Screening for prostate cancer (PC) remains a controversial issue despite some new evidence on the mortality benefits of PC screening. We conducted a prospective, randomized screening trial in Finland to investigate whether screening decreases PC incidence. Here, we report the incidence results from three screening rounds during a 12-year period. Of the 80,144 men enrolled, 31,866 men were randomized to the screening arm (SA) and invited for screening with prostate-specific antigen test (cut-off 4.0 ng/ml) every 4 years, while the remaining men formed the control arm (CA) that received no interventions. The mean follow-up time for PC incidence in both arms was over 9 years. The incidence rate of PC (including screen-detected and interval cancers as well as cases among nonparticipants) was 9.1 per 1,000 person-years in the SA and 6.2 in the CA, yielding an incidence rate ratio (IRR) 1.5 (95% confidence interval 1.4–1.5). The incidence of advanced PC was 1.1 in the SA and 1.5 in the CA, IRR = 0.7 (0.6–0.8) and the difference emerges after 5–6 years of follow-up. The incidence of localized PC was 7.5 in the SA and 4.6 in the CA, IRR = 1.6 (1.5–1.7). The results from our large population-based trial indicate that screening for PC decreases the incidence of advanced PC. When compared with the CA, the PC detected in the SA there were substantially more often localized, low-grade PCs due to overdiagnosis.

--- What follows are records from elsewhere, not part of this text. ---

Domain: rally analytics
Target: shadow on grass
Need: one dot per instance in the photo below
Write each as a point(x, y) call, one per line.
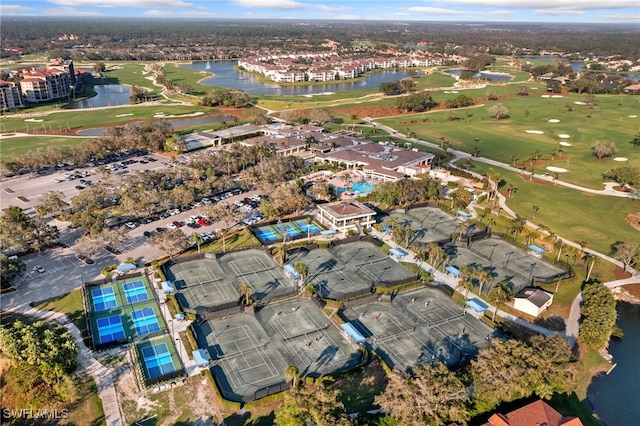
point(245, 419)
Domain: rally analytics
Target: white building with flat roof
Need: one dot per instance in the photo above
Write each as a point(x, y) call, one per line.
point(345, 215)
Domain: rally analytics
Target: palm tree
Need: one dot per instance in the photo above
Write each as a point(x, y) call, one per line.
point(483, 277)
point(467, 286)
point(491, 222)
point(535, 210)
point(583, 245)
point(302, 269)
point(246, 291)
point(499, 295)
point(309, 222)
point(420, 255)
point(280, 253)
point(292, 373)
point(409, 233)
point(559, 245)
point(196, 238)
point(593, 258)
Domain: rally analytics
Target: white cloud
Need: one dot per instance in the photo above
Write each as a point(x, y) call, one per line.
point(500, 13)
point(13, 9)
point(435, 10)
point(271, 4)
point(333, 9)
point(70, 11)
point(172, 13)
point(559, 12)
point(156, 4)
point(620, 17)
point(551, 4)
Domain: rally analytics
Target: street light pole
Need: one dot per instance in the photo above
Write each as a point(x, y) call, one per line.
point(533, 265)
point(506, 263)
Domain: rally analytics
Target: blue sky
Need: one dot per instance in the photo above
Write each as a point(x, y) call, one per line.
point(581, 11)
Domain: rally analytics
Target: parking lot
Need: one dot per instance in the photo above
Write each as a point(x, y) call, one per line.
point(63, 272)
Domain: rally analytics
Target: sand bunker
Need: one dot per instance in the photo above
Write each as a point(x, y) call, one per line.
point(556, 169)
point(162, 115)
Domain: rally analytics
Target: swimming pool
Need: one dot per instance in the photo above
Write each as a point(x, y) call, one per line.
point(362, 187)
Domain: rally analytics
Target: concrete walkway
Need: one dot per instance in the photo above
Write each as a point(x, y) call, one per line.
point(442, 278)
point(86, 362)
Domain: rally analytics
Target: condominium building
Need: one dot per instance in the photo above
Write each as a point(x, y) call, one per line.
point(10, 96)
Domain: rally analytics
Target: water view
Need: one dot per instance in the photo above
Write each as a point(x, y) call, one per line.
point(616, 397)
point(106, 95)
point(227, 76)
point(483, 74)
point(183, 122)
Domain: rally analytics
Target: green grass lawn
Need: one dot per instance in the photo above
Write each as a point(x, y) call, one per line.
point(505, 139)
point(19, 146)
point(78, 119)
point(572, 214)
point(130, 73)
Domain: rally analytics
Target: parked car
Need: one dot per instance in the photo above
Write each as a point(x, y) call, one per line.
point(85, 259)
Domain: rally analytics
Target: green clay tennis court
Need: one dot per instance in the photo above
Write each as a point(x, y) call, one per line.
point(505, 262)
point(430, 224)
point(350, 269)
point(202, 283)
point(211, 282)
point(244, 359)
point(250, 353)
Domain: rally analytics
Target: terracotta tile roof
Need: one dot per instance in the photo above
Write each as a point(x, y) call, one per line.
point(537, 413)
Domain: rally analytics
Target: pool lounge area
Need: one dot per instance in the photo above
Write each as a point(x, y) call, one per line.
point(286, 231)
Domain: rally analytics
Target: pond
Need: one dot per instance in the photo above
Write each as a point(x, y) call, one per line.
point(616, 397)
point(106, 95)
point(483, 74)
point(225, 75)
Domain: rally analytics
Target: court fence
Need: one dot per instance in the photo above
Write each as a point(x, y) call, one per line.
point(148, 381)
point(552, 260)
point(211, 312)
point(259, 394)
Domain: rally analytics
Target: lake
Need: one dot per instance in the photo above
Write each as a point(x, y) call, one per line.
point(175, 123)
point(483, 74)
point(616, 397)
point(227, 76)
point(106, 95)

Prostate cancer (PC) is the most common cancer in most industrialized countries.1 Screening for PC with prostate-specific antigen (PSA) has become a controversial public health issue, and randomized controlled trials are the only reliable way to demonstrate the effectiveness of PC screening. Recently, preliminary mortality results have been published from the European Randomized Study of Screening for Prostate Cancer (ERSPC)2 and Prostate, Lung, Colorectal and Ovarian Cancer Screening Trial (PLCO).3 The ERSPC trial showed a 20% decrease in prostate cancer mortality, whereas in the PLCO trial, no reduction was observed in the screening arm. In both trials, the incidence of PC was substantially higher in the screening arm compared with the control arm, at least partially due to overdiagnosis and lead time bias. It remains to be established whether the benefits of screening for PC with PSA overweigh the harms.4

The first analysis of the ERSPC trial indicates a relative reduction in mortality, but there were differences between centers in, e.g., the mode of recruitment, screening interval and biopsy threshold. The early results did not show significant heterogeneity between centers, but the magnitude of effect is likely to differ due to the differences in design and protocol within the study.2

We report the results and cancer incidence in screening and control arms in the large population-based Finnish trial during three screening rounds.

Material and Methods

  1. Top of page
  2. Abstract
  3. Material and Methods
  4. Results
  5. Discussion
  6. References

The Finnish Prostate Cancer Screening Trial is a part of the ERSPC study, which is a randomized multicenter trial. The Finnish trial comprises 80,144 men born in 1929–1944 (aged 55, 59, 63 or 67 years at entry). The subjects were identified from the Finnish Population Registry. After exclusion of men with previous PC diagnosis, a random sample of 8,000 men was allocated to the screening arm (SA) annually in 1996–1999 and the remaining men formed the control arm (CA) that received no intervention.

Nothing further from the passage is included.